Espaço Associados

Textos de Maria Luísa Malato


       Postais de Dili, 29 de agosto de 2013



Dia quase todo passado a tentar ter de novo internet, depois de quase uma semana sem ligação. Tinha também de terminar um texto sobre o Albert Camus e cliquei inadvertidamente no teclado do PC que o perdeu na sua memória mais recôndida. Desesperada, achei que merecia almoçar fora, ainda que fosse já tarde, e acabei por entrar no Katuas Hotel, o hotel onde é usual os portugueses ficarem quando não têm dinheiro para ficarem no Hotel Timor. O Hotel Timor é dos donos da Fundação Oriente, uma das casas mais bonitas da minha rua. O Katua’s Hotel (em tétum “Katuas” quer dizer “velho”: a apóstrofe e o “s” são só para inglês ver) pertence a uns portugueses do Alentejo/ Algarve e é um hotel mais tradicional. Empurrada a porta, eu juraria que não podia ser verdade. No ar passava uma canção dos Trovante, não uma canção qualquer mas a faixa de um CD do Luís Represas que cantava “Em Timor”. Sentei-me numa mesa junto à parede de vidro, a olhar para o calor lá fora. Paredes verdes, cadeiras de uma verga qualquer dos trópicos, ventoinhas largas no teto. Um microclima. A ementa falava por si: o prato do dia eram lulas à algarvia, em conta, por 6 dólares, metade do preço das pataniscas do Hotel de Timor. Mas já não havia, tinham tido muita gente ao almoço. Era verdade, ainda estava cheio de gente animada que parecia conhecer-se toda, e já iamos a caminho das 2 da tarde. Consulto a ementa em português e inglês, espantando-me por não encontrar ementa em tétum: à 2.ª f., pataniscas, à 4.ª coelho à caçador! Sopa de grão de bico, de feijão-frade. Mas não me apetecia nada elaborado e demorado, e acabei por pedir sopa e um portuguesíssimo bitoque. No ar passava agora um fado de Coimbra. Era mesmo um fado de Coimbra. Meu Deus, logo de Coimbra. Pareciam ter escolhido aquilo para mim, de propósito. Até a cerveja era Super Bock, para mostrar que naquela “nasaum” a Sagres dos mouros não entrava. E as vozes à minha volta falavam de coisas como é assessor agora, sabes, e do jogo da Académica com o Sporting, jogou pessimamente a Académica, e um Sporting como não se via há muito, já não me lembro. Tudo aquilo me pareceu uma mensagem cifrada, e só eu tinha o código todo na memória, mais ninguém. Mandar uns e-mails, pá, uns problemas. E aquele bacalhau, ontem! Não conheces o Crisóstomo, do Ministério? Uma água das pedras, de Carvalhelhos, se faz favor. Se quiseres eu apresento-to, pá. É o melhor. O Jesus não tem futuro. A empresa faliu em Portugal.
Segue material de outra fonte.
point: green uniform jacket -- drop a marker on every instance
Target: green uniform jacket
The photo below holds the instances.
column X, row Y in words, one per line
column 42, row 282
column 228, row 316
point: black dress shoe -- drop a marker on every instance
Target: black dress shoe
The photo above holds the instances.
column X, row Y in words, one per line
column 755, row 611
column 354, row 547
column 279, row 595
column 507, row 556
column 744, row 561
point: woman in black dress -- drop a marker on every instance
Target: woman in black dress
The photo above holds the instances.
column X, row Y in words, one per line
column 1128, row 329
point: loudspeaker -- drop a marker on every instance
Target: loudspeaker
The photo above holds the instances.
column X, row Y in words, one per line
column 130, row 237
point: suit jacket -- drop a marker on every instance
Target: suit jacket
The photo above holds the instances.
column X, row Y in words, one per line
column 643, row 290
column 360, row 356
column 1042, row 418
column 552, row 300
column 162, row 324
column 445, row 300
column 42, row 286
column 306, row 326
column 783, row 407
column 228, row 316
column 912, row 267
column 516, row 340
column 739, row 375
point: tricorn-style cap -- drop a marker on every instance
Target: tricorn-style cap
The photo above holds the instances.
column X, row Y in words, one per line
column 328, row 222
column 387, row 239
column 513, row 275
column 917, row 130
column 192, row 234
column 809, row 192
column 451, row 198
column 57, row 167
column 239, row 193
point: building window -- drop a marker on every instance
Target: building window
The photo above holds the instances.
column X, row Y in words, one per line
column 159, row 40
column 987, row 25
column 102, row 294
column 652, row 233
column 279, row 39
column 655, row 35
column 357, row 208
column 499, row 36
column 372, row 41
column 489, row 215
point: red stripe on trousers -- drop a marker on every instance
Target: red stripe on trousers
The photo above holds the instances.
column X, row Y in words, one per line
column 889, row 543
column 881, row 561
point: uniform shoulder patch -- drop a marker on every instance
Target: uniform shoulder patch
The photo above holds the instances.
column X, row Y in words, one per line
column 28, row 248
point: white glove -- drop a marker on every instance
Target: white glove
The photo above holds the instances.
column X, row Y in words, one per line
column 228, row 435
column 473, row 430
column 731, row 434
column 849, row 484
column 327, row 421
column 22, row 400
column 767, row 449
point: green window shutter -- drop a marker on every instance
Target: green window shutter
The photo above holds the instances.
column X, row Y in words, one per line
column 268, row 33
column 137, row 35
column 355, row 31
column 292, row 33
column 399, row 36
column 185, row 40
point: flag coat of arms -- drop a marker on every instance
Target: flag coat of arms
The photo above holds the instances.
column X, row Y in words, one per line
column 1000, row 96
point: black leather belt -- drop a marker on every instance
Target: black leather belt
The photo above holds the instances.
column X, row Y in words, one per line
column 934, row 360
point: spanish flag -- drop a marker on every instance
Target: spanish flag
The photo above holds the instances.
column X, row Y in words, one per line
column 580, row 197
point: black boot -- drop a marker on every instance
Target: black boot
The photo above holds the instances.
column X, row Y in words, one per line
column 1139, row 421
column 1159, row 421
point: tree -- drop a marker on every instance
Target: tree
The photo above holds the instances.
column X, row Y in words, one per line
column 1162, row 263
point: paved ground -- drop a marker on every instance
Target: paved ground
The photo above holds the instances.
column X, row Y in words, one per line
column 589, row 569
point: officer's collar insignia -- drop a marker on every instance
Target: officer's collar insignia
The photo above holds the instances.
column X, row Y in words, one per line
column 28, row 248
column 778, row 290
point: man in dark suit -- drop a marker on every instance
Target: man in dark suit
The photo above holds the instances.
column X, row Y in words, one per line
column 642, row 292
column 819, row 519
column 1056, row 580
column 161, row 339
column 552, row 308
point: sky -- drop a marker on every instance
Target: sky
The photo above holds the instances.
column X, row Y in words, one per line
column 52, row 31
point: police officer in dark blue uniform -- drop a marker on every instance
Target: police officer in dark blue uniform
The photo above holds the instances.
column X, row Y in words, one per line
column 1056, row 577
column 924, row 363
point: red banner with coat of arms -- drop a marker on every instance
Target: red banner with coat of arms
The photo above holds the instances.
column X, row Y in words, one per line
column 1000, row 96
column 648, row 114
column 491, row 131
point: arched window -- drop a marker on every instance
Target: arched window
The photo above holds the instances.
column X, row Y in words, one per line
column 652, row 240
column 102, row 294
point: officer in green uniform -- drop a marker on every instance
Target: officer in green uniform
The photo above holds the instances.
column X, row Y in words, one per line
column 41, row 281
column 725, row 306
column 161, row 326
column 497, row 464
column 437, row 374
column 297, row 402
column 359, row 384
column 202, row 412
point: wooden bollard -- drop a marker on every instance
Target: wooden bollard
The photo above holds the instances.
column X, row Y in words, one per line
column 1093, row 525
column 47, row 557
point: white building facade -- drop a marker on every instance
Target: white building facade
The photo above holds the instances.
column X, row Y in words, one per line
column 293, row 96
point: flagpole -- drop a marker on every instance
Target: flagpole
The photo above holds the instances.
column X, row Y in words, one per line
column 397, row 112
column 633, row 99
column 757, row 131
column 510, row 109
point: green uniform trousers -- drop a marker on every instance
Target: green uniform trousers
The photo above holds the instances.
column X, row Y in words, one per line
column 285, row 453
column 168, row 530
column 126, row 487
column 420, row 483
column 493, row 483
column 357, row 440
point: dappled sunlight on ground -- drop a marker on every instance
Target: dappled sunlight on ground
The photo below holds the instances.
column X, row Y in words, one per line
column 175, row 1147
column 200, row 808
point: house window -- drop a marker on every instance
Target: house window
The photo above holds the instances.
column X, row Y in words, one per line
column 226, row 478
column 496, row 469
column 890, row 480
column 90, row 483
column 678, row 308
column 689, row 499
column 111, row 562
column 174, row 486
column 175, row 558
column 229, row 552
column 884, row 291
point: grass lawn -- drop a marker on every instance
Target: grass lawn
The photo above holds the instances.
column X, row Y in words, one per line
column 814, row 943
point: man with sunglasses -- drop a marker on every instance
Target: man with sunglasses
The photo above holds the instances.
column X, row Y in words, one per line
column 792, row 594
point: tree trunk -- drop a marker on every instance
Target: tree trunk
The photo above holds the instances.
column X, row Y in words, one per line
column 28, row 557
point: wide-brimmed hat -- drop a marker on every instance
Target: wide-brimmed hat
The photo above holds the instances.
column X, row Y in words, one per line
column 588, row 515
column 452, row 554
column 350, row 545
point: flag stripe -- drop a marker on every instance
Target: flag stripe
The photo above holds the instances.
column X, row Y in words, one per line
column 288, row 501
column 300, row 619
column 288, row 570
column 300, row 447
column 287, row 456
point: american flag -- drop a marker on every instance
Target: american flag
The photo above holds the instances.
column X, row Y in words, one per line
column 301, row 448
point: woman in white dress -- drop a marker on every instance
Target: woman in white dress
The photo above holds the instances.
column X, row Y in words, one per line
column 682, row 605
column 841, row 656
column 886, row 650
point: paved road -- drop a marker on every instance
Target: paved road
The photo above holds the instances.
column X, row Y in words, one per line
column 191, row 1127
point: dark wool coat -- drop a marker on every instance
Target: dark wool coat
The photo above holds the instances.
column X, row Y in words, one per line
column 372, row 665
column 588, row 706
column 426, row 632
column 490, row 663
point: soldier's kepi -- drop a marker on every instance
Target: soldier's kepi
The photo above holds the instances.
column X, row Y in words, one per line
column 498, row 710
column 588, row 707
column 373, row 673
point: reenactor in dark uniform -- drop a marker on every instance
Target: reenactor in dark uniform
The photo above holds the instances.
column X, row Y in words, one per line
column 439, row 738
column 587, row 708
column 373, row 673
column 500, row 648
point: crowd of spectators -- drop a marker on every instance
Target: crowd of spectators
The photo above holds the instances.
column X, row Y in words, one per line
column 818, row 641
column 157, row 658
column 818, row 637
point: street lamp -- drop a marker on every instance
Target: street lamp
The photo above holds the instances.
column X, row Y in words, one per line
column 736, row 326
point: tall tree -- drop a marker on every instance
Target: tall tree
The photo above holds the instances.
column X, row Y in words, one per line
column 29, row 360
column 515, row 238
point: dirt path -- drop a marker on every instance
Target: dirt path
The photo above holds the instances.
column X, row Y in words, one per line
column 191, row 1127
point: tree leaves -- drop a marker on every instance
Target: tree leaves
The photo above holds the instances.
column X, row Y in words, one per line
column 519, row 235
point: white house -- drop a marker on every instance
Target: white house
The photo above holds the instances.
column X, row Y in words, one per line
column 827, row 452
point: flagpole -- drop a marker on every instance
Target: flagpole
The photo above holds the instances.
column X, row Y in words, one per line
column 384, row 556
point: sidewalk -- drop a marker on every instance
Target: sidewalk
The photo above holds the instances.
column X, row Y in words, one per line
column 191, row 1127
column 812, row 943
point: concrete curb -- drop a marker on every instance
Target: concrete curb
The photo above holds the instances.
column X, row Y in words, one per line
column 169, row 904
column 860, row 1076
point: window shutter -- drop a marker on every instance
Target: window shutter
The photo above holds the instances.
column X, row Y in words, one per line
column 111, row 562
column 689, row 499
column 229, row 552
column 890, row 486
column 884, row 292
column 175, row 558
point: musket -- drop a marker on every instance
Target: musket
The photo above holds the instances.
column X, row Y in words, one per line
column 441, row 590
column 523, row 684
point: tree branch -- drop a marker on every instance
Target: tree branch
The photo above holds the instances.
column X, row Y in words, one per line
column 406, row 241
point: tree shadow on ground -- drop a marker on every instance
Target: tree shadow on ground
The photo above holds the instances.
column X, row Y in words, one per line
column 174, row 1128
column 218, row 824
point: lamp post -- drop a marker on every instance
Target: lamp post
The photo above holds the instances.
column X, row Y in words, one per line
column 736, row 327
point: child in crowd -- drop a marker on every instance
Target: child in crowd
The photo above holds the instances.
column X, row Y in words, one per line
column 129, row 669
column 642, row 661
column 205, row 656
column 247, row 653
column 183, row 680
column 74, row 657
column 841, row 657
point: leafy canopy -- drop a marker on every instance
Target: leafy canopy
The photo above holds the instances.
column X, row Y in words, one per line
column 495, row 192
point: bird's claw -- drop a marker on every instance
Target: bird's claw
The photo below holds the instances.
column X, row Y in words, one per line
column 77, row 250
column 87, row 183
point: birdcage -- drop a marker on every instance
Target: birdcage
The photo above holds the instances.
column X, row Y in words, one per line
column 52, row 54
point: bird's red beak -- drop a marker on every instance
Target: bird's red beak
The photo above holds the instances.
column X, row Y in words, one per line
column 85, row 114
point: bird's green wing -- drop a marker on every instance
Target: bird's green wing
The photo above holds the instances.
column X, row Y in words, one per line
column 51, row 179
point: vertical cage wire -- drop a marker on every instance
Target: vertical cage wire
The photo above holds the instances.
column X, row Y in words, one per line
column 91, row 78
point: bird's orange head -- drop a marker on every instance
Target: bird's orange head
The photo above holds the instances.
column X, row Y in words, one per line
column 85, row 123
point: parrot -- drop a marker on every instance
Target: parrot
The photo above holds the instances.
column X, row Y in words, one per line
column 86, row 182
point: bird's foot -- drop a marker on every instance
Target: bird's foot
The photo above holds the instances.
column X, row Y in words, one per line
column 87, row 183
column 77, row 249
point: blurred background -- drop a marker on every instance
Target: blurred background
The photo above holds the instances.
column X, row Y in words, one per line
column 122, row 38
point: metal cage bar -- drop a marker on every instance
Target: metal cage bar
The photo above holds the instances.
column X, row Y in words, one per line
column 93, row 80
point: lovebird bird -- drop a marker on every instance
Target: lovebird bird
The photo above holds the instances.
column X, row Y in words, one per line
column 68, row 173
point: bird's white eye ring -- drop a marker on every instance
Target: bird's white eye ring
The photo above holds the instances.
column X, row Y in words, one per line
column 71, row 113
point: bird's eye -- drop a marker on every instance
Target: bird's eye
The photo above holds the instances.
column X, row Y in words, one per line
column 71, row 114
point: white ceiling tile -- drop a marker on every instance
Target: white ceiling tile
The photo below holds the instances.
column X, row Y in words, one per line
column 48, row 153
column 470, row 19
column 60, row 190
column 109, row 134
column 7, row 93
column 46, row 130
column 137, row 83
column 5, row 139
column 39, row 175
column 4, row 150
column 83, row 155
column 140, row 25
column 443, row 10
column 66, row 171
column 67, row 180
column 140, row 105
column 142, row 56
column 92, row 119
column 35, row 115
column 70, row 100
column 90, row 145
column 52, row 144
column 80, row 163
Problemas. Isto em Timor é assim. Tem de ser assim. A gente vê-se. Tenho mesmo de mandar uns e-mails, pá!

Consulto o meu dicionário para saber como se diz “problema” em tétum. “Problema” em tétum é “Problema”. Fico também a saber que a expressão portuguesa “Que pena!”, próxima, no guia de conversação, da área dos problemas, se diz em tétum “koitado!”. Olho através da parede de vidro e vejo lá fora deambular uma mulher com garrafas penduradas no bambu que leva aos ombros. Tão frágil o vidro que nos separa. O restaurante vai-se esvaziando. Saem do restaurante e vão de carro para o trabalho. Não é má gente. Uma rapariga de vestido preto e saltos altos, como consegue ela andar aqui assim?, volta atrás e deixa uma caixa com qualquer coisa para a mulher que ainda deambula as garrafas quentes, para cá e para lá. Desde lado do vidro, timorense, só a empregada, que me pede para pagar: desculpe, ao ver-me surpreendida, é preciso fechar a cozinha. Mas posso ficar o tempo que eu quiser. Dou ainda uma demorada vista de olhos ao cenário verde e às cadeiras de folha de bananeira, talvez seja folha de bananeira: lembra os filmes ingleses sobre os anos 40, em África. No balcão inglês, de madeira escura, dois jornais em tétum, dobrados. Nada daquilo é a sério.

Empurro a porta e sinto-me como uma miúda feliz que tivesse ido ao Portugal dos Pequeninos.